The real issue with the Internet isn't the flexibility of truth, it's the ease in diseminating the satisfying falsehood. With no source of authority over which truths are acceptable and what lies are shameful you end up in a worldwide radicalization engine. It's not that the old gatekeepers told you the truth, either. They still don't. But at least we all had some culture-wide baseline for acceptable narratives.
But hey, people can keep hating ont he obvious boogeyman of AI. At least it's a start of realizing what the pattern is. It's still not "the end of truth", but like I said elsewhere, if it gets people to start noticing these things we'll be better off than when social media was doing the exact same thing to us as a global society without anybody realizing.
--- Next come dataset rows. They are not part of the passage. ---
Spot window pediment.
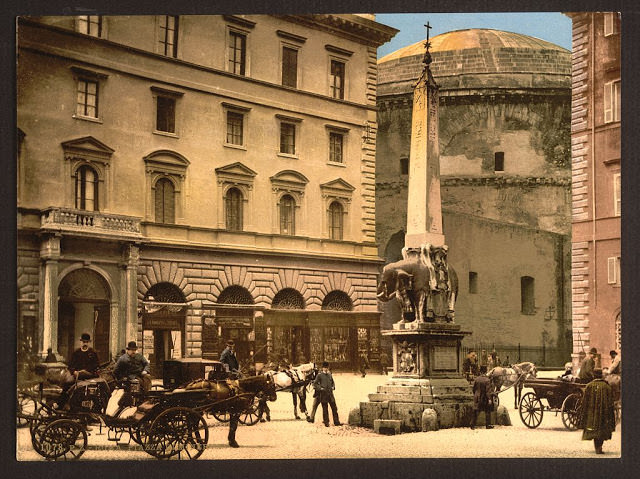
[62,136,115,164]
[143,150,190,177]
[270,170,309,194]
[320,178,355,199]
[216,161,258,186]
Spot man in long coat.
[578,348,598,384]
[580,369,616,454]
[471,364,493,429]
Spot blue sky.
[376,12,571,58]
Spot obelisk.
[405,23,444,248]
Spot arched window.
[520,276,536,314]
[224,188,242,231]
[76,165,98,211]
[155,178,175,223]
[322,289,353,311]
[271,288,304,309]
[280,195,296,235]
[329,201,344,240]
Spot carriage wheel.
[16,394,38,427]
[37,419,87,461]
[143,407,209,459]
[239,396,260,426]
[211,411,231,422]
[613,401,622,426]
[520,393,544,429]
[561,393,582,431]
[129,416,153,446]
[29,405,56,456]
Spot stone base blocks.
[350,377,473,432]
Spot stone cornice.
[376,176,571,190]
[274,14,398,47]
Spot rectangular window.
[469,271,478,294]
[604,12,620,37]
[229,31,247,75]
[77,15,102,37]
[329,132,344,163]
[76,78,98,118]
[607,256,620,284]
[156,96,176,133]
[613,173,622,216]
[330,60,344,100]
[159,15,179,58]
[227,111,244,145]
[400,156,409,175]
[280,122,296,155]
[282,47,298,88]
[520,276,536,314]
[604,80,620,123]
[494,151,504,171]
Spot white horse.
[487,362,538,409]
[265,363,318,419]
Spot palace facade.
[17,15,397,374]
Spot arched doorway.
[216,285,255,365]
[142,282,187,377]
[266,288,309,364]
[58,268,112,362]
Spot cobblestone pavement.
[16,371,621,461]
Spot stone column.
[405,53,444,248]
[122,243,140,351]
[39,235,60,357]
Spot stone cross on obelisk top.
[405,23,444,248]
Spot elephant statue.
[377,244,458,323]
[377,259,431,323]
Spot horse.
[487,362,538,409]
[265,363,318,419]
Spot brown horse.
[487,362,538,409]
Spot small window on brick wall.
[400,156,409,175]
[607,256,620,285]
[520,276,536,314]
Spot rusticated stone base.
[349,377,510,432]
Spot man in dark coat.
[471,365,493,429]
[69,333,99,380]
[578,348,598,384]
[307,361,340,427]
[58,333,99,407]
[462,351,478,381]
[113,341,151,392]
[220,339,240,375]
[360,352,369,377]
[580,369,616,454]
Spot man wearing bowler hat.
[113,341,151,392]
[69,333,99,380]
[578,348,598,384]
[220,339,240,375]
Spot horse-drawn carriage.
[519,378,585,430]
[23,360,276,460]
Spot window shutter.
[604,83,613,123]
[607,257,618,284]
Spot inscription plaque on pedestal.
[433,346,458,371]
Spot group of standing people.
[578,348,622,454]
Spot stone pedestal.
[350,322,480,432]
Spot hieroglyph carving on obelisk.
[405,23,444,248]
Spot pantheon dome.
[376,29,571,364]
[378,28,571,95]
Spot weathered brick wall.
[571,16,590,358]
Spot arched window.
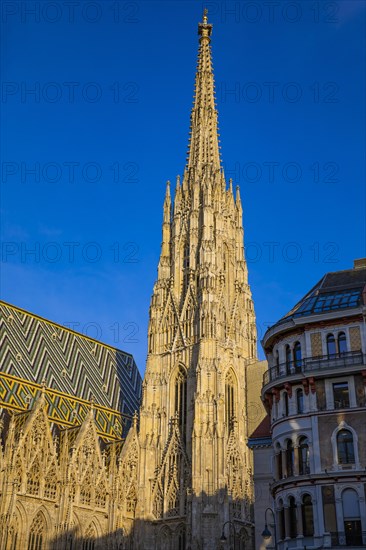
[177,525,186,550]
[276,446,283,479]
[44,467,57,500]
[27,459,41,495]
[278,500,286,540]
[338,332,347,353]
[327,334,337,357]
[282,391,288,416]
[294,342,302,372]
[288,497,297,539]
[81,523,97,550]
[28,512,46,550]
[296,389,304,414]
[337,430,355,464]
[174,366,187,440]
[301,495,314,537]
[285,344,292,374]
[299,437,310,476]
[159,526,172,550]
[286,440,295,477]
[5,517,19,550]
[342,489,362,546]
[183,243,190,290]
[225,370,236,433]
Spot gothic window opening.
[301,495,314,537]
[95,481,107,508]
[126,485,137,517]
[5,518,19,550]
[44,468,57,500]
[225,371,236,434]
[80,474,92,506]
[27,459,41,495]
[183,244,190,291]
[81,524,96,550]
[288,496,297,539]
[337,430,355,464]
[28,512,46,550]
[174,367,187,441]
[177,525,186,550]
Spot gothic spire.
[187,9,221,175]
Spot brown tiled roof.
[249,414,271,439]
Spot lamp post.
[262,507,277,550]
[220,520,235,550]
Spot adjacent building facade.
[255,260,366,550]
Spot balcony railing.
[263,350,366,385]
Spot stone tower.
[129,12,256,550]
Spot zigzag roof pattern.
[0,301,142,415]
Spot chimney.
[353,258,366,269]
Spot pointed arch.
[225,367,238,435]
[27,510,47,550]
[159,525,172,550]
[170,363,187,441]
[27,457,42,496]
[43,465,57,500]
[81,522,97,550]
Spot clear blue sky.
[1,0,366,373]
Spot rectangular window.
[333,382,349,409]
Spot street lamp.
[220,520,235,548]
[262,508,277,550]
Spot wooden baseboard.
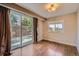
[41,39,76,47]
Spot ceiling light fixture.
[48,3,59,12]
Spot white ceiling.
[18,3,78,18]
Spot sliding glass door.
[10,11,33,50]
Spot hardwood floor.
[11,40,78,56]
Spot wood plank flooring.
[11,40,78,56]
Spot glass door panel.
[10,11,21,50]
[22,15,33,46]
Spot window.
[49,22,63,32]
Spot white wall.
[76,10,79,52]
[44,13,77,46]
[37,19,44,41]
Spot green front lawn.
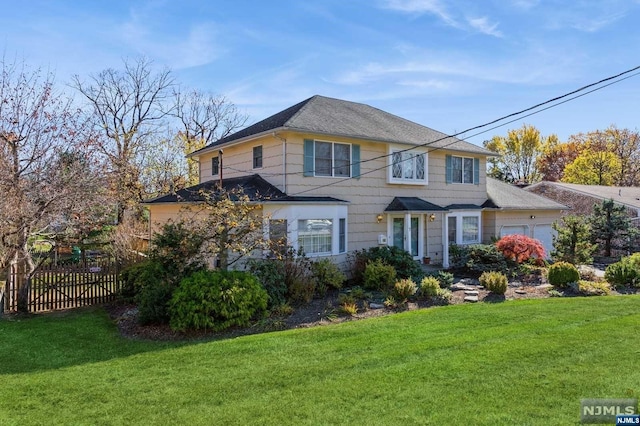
[0,296,640,425]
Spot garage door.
[533,225,556,256]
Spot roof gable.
[191,95,495,155]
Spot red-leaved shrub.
[496,234,547,264]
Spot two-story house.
[147,96,564,267]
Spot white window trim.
[444,210,482,246]
[313,139,353,179]
[264,204,349,258]
[387,145,429,185]
[451,155,475,185]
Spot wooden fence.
[0,259,121,312]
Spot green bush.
[362,259,397,291]
[119,260,163,302]
[604,253,640,287]
[418,277,440,299]
[349,246,424,284]
[547,262,580,288]
[311,258,346,297]
[570,280,611,296]
[392,278,418,302]
[449,244,515,276]
[169,271,268,331]
[480,271,509,294]
[248,259,287,309]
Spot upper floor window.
[303,139,360,179]
[389,149,428,185]
[315,141,351,177]
[211,157,220,176]
[253,145,262,169]
[446,155,480,185]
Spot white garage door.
[533,225,556,257]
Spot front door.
[392,216,422,258]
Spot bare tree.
[173,90,247,185]
[72,58,173,223]
[0,57,107,310]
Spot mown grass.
[0,296,640,425]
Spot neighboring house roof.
[482,177,568,210]
[144,174,346,204]
[190,95,496,156]
[525,181,640,209]
[384,197,445,212]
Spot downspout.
[272,132,287,194]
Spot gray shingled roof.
[482,177,568,210]
[527,181,640,209]
[191,95,495,156]
[144,174,346,204]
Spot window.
[298,219,333,254]
[389,150,427,184]
[447,155,479,183]
[447,211,481,244]
[211,157,220,176]
[314,141,351,177]
[462,216,480,244]
[253,145,262,169]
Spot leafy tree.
[551,215,598,265]
[538,137,583,182]
[484,124,557,183]
[589,200,638,257]
[562,148,620,186]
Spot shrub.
[449,244,510,276]
[547,262,580,287]
[248,259,287,309]
[604,253,640,286]
[480,271,509,294]
[570,280,611,296]
[169,271,267,331]
[418,277,440,299]
[311,258,346,297]
[349,246,424,284]
[436,271,453,288]
[362,259,396,291]
[496,234,547,264]
[392,278,418,302]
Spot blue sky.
[0,0,640,144]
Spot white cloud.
[467,16,502,37]
[383,0,459,28]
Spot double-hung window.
[314,141,351,177]
[389,149,428,185]
[211,157,220,176]
[447,155,480,184]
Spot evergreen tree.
[551,215,597,265]
[589,199,638,257]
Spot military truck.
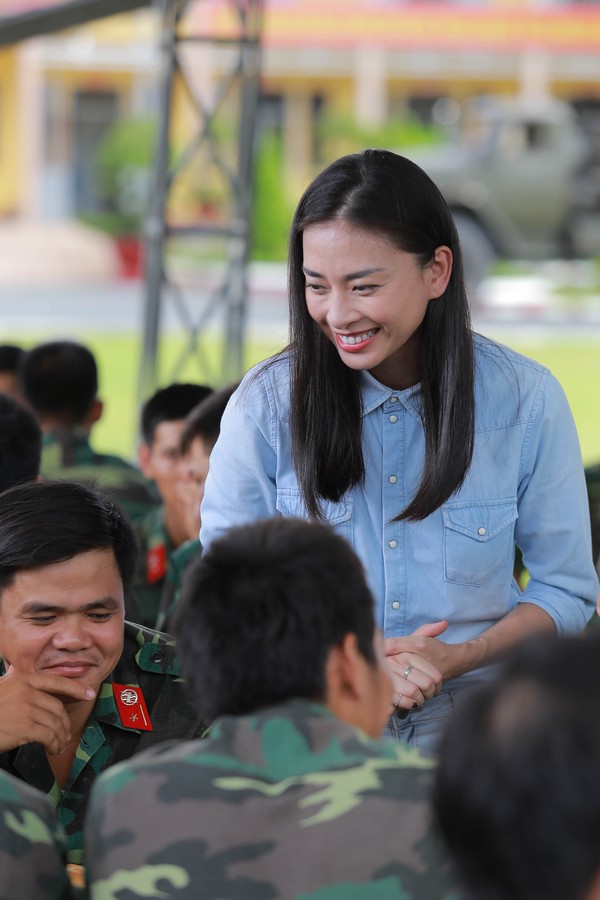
[409,98,600,296]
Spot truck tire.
[453,212,496,302]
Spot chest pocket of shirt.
[442,499,518,586]
[275,488,352,544]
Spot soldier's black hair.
[141,383,213,447]
[433,634,600,900]
[180,382,239,454]
[19,341,98,427]
[0,481,138,598]
[0,393,42,492]
[173,518,376,721]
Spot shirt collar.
[360,371,421,418]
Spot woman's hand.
[383,621,448,709]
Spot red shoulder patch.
[113,683,154,731]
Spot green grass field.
[8,333,600,472]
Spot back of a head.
[20,341,98,427]
[0,481,137,593]
[0,344,25,374]
[0,394,42,492]
[141,383,213,447]
[173,518,375,721]
[181,382,239,454]
[434,636,600,900]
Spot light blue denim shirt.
[201,336,598,664]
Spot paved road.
[0,266,600,343]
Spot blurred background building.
[0,0,600,237]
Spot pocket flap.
[442,498,518,542]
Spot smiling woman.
[201,150,598,752]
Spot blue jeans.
[384,679,482,756]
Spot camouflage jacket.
[0,773,72,900]
[86,700,460,900]
[134,506,173,628]
[0,622,205,863]
[156,540,202,631]
[40,428,160,523]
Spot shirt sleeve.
[516,373,598,634]
[200,372,280,548]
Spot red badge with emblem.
[113,684,154,731]
[146,544,167,584]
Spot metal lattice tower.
[139,0,262,399]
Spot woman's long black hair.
[288,150,474,521]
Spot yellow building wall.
[0,48,21,218]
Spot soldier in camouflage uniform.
[21,341,159,522]
[86,519,460,900]
[0,772,72,900]
[0,481,204,863]
[135,384,212,628]
[156,383,238,631]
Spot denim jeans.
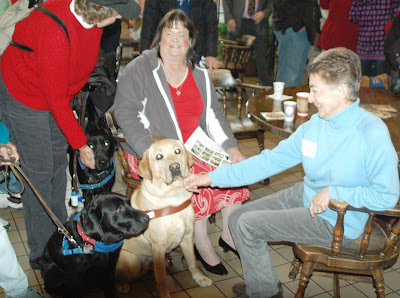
[274,28,310,87]
[229,183,353,298]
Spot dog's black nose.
[169,162,181,173]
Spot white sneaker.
[0,217,11,232]
[0,192,22,209]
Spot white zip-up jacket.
[114,49,238,156]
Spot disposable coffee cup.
[283,120,293,132]
[273,82,285,99]
[296,92,310,117]
[283,101,296,122]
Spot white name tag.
[301,139,317,158]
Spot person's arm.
[203,0,222,72]
[184,126,303,191]
[329,122,399,210]
[35,25,98,169]
[139,0,160,53]
[114,57,157,156]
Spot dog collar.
[143,199,192,219]
[63,212,124,255]
[76,157,116,189]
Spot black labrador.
[40,192,149,297]
[69,130,116,202]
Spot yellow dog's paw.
[193,274,212,288]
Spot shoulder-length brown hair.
[150,9,197,69]
[74,0,118,25]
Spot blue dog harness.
[76,157,116,189]
[62,212,124,256]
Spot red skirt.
[125,152,250,220]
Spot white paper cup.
[273,82,285,99]
[283,120,293,132]
[283,101,296,122]
[296,92,310,117]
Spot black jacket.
[272,0,321,44]
[140,0,218,57]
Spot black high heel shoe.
[218,237,240,259]
[194,246,228,275]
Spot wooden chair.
[209,69,270,151]
[289,199,400,297]
[105,106,142,198]
[218,35,256,79]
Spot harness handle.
[0,155,25,196]
[0,144,78,246]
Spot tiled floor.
[0,82,400,298]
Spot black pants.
[0,71,68,260]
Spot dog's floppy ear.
[138,149,153,180]
[104,129,119,152]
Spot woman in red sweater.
[0,0,140,269]
[317,0,358,52]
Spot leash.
[74,156,116,190]
[0,144,78,246]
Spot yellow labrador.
[116,139,212,297]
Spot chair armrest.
[329,199,349,211]
[329,199,400,259]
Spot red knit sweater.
[0,0,102,149]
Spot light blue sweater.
[209,100,399,239]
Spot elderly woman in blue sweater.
[185,48,399,297]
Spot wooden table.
[248,86,400,152]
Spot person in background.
[349,0,400,77]
[0,121,45,298]
[140,0,221,71]
[114,8,250,275]
[100,0,145,54]
[184,48,399,297]
[223,0,274,86]
[0,118,22,212]
[0,0,140,269]
[272,0,320,87]
[317,0,358,52]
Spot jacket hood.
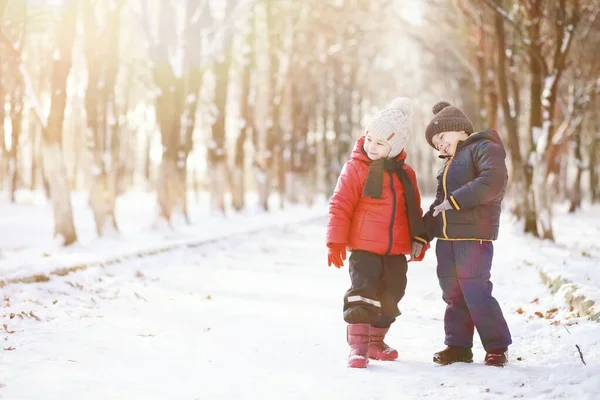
[457,128,506,158]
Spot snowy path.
[0,220,600,400]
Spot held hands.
[327,243,346,268]
[433,200,452,217]
[408,242,430,262]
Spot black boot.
[485,347,508,367]
[433,346,473,365]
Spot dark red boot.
[346,324,369,368]
[369,326,398,361]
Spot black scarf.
[362,158,425,238]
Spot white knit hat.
[365,97,412,158]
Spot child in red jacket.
[327,98,428,368]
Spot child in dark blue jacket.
[424,101,512,366]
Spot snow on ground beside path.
[0,192,327,279]
[0,219,600,400]
[504,203,600,313]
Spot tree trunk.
[84,2,123,236]
[231,9,258,211]
[569,132,583,213]
[43,0,77,246]
[207,0,233,214]
[8,81,24,203]
[0,77,8,192]
[589,93,600,203]
[495,7,535,231]
[257,0,283,211]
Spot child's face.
[363,133,392,161]
[431,131,469,156]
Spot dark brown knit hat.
[425,101,475,149]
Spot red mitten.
[327,243,346,268]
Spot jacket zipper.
[442,139,464,239]
[385,171,396,256]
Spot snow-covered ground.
[504,204,600,322]
[0,191,327,280]
[0,209,600,400]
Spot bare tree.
[83,0,124,236]
[142,0,208,223]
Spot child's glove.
[408,241,431,262]
[433,200,452,217]
[327,243,346,268]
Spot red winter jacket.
[327,136,423,255]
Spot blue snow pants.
[435,240,512,351]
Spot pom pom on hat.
[388,97,413,114]
[431,101,450,114]
[425,101,475,149]
[366,97,413,158]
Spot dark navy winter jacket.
[424,129,508,240]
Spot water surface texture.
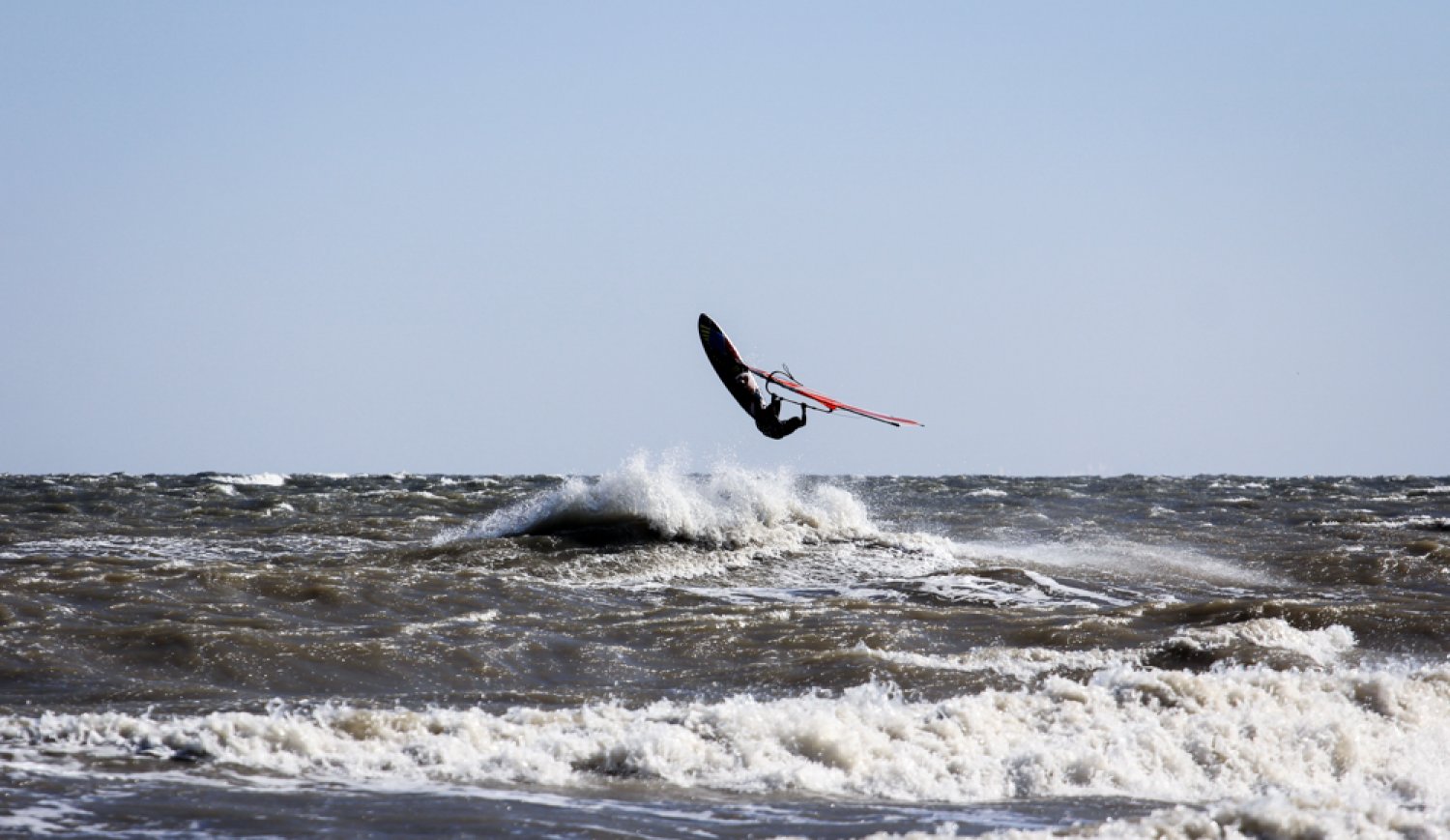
[0,455,1450,837]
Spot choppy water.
[0,455,1450,837]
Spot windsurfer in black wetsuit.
[740,370,806,441]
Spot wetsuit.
[750,394,806,441]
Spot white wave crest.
[437,454,884,547]
[0,652,1450,811]
[211,473,292,487]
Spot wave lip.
[11,652,1450,812]
[438,454,884,548]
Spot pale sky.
[0,0,1450,475]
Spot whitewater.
[0,454,1450,837]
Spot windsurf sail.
[745,364,922,426]
[701,313,922,426]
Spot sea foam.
[438,454,884,548]
[0,650,1450,815]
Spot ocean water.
[0,454,1450,837]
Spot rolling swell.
[0,470,1450,837]
[435,455,884,548]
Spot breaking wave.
[437,454,916,548]
[0,635,1450,815]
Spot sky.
[0,0,1450,476]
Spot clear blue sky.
[0,0,1450,475]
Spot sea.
[0,452,1450,838]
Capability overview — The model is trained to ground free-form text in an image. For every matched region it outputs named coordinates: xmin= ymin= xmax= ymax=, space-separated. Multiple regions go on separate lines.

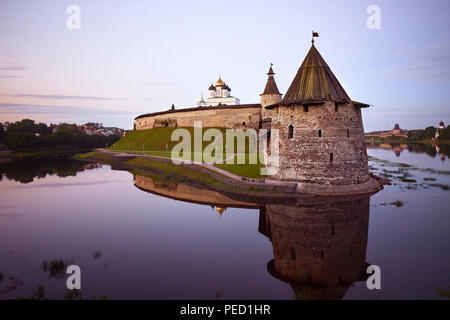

- Comment on Is "AI" the end of truth? 2 weeks ago:
It does say "check the results manually". Not that this changes anything. For the record, always double check anything any AI tells you unless you can verify the response off the top of your head. Also for the record, double check anything anybody else tells you. If you haven't seen it from more than one source, you don't know if it's true.
Hell, if the thing people learn from AI summaries is to never believe anything the see on the Internet without double checking it we'll be better off than we were before.
Also, every negative impact you assign to AI is also applicable to traditional search. I was hearing communication scholars warn people of the issues with algorithmic selection and personalized search back in the 90s. They were correct.
I am endlessly fascinated by the billions of boiling frogs that hadn't realized their perception of the world was owned by Google until Google made a noticeably change to their advertising engine. I am increasingly glad that AI is as unreliable as it is at this point.
- Comment on Is "AI" the end of truth? 2 weeks ago:
No, it doesn't.
I'm so mad about people buying into the fake hype.
The death of truth was social media. Or squishy human brains on social media, I suppose. We just came from a massive argument about whether vaccines work, whether masks are useful in the middle of a repiratory virus pandemic and a bunch of Americans believed there was a pizzeria pedophilia vampire ring so much they elected a fascist turd president. Twice.
What the hell is marginally better photo doctoring going to do in that context? Who gives an actual crap?
The only real concern you should have is you now shouldn't trust phone calls that sound vaguely like someone you know from a phone number you don't recognize. And maybe if you get a video call from a celebrity standing suspiciously still don't wire them all your money.
Otherwise we're just as boned as we were five years ago.